Reaction characteristics of Al–Mg alloy fuels with heterogeneous oxidation shell structures

Abstract

Al–Mg alloy fuels are the most widely used Al-based alloy fuel in energetic material systems owing to their low ignition temperature and fast reaction. However, their surface oxide layer structure and oxidation, ignition, and combustion mechanisms differ from those of single-metal fuels. Furthermore, insufficient information has been reported on Al–Mg alloy fuels. In this study, Al–Mg alloy fuels were formed by introducing Mg into Al via centrifugal atomization. The microstructure and thermal reaction characteristics of the Al–Mg alloy fuel were evaluated. The ignition and combustion characteristics of the Al–Mg alloy fuels were monitored via single-particle ignition.

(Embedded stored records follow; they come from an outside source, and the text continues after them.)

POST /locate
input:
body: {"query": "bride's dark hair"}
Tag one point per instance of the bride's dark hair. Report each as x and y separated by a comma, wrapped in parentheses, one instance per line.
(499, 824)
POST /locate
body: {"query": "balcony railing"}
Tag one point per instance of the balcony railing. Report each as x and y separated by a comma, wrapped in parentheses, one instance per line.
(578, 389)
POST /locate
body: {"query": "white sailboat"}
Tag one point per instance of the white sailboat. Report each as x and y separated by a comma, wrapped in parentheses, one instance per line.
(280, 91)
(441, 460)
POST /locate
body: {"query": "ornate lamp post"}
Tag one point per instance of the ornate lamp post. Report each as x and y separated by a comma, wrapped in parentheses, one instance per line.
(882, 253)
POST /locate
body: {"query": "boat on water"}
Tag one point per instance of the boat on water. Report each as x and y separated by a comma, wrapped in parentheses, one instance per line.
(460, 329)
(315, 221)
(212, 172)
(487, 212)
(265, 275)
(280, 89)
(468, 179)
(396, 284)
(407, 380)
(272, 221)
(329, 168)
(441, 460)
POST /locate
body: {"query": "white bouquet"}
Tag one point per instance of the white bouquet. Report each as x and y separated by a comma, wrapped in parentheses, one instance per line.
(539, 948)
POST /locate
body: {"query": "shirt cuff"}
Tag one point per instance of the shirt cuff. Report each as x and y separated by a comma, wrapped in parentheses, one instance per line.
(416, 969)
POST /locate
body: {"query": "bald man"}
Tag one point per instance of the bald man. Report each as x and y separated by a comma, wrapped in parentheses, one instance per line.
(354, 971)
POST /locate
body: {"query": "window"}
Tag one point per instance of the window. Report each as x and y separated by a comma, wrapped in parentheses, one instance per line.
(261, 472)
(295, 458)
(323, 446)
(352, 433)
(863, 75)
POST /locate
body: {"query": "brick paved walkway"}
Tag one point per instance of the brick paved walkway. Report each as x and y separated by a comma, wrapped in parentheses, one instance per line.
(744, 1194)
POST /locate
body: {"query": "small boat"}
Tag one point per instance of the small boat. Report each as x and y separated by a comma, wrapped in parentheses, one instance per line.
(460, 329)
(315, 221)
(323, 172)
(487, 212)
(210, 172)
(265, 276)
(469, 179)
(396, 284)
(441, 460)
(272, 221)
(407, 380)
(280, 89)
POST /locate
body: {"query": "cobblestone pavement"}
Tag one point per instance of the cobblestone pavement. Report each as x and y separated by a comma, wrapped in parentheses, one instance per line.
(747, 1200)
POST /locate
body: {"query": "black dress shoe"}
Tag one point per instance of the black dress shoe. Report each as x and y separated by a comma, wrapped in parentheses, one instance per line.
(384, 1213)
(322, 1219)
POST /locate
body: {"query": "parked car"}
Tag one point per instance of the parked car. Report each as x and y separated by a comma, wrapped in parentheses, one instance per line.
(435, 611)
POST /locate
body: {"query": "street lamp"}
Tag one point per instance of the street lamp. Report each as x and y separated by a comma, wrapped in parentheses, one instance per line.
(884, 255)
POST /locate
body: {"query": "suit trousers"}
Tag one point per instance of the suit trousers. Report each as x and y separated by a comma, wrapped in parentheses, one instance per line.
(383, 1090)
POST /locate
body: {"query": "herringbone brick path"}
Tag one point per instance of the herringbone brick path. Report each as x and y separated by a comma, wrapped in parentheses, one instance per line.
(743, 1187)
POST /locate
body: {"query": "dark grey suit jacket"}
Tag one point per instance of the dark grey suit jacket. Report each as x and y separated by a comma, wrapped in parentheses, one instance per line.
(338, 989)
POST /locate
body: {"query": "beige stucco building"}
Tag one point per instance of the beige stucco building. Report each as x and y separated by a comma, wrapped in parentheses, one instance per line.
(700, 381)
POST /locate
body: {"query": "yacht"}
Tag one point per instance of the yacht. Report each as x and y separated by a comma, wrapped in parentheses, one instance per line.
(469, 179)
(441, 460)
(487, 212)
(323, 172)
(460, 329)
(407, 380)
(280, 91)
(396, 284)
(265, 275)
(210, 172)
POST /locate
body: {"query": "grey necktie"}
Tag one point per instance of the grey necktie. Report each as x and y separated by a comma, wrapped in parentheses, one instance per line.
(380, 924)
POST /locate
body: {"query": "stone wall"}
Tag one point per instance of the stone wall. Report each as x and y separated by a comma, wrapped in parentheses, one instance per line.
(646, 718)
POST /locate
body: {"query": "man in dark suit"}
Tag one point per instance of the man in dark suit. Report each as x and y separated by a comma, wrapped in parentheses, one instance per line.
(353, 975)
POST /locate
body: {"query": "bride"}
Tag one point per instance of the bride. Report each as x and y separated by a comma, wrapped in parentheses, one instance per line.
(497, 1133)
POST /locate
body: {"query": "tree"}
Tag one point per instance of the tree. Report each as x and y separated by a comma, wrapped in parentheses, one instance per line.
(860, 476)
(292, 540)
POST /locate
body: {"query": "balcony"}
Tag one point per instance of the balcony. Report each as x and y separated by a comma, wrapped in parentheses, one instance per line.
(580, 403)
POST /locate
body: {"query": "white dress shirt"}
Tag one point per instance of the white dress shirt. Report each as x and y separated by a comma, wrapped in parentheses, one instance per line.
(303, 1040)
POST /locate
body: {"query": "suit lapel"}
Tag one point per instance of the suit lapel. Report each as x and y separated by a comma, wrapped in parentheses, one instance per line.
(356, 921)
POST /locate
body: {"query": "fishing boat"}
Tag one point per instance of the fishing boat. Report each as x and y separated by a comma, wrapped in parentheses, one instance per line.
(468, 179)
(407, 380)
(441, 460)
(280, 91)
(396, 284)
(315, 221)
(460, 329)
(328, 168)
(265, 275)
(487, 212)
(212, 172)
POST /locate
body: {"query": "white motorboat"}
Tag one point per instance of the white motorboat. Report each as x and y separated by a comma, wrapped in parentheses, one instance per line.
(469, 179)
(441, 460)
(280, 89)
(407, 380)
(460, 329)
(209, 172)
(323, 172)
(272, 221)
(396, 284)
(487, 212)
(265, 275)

When the Mg content was increased from 5 % to 40 %, a typical core–shell structure formed, the oxide shell thickness increased from 4.50 to 6.41 nm, and the content of the internal alloy compounds gradually increased. The surfaces of the Al–Mg alloy fuel particles with different Mg contents exhibited heterogeneous oxidation shells. Compared to Al powder, the Al–Mg alloy fuel exhibited better melting and oxidation peak temperatures and higher oxidation weight gain. As the Mg content was increased, the combustion of the Al–Mg alloy fuel intensified with more severe microexplosions and a shorter combustion time. The microexplosion of the Al–Mg alloy fuel was elucidated by theoretical calculations, and its combustion mechanism was proposed. The detailed description of the oxide layer structure, oxidation, and combustion of the Al–Mg alloy fuel provides a reliable explanation of its energy release mechanism in energetic material systems.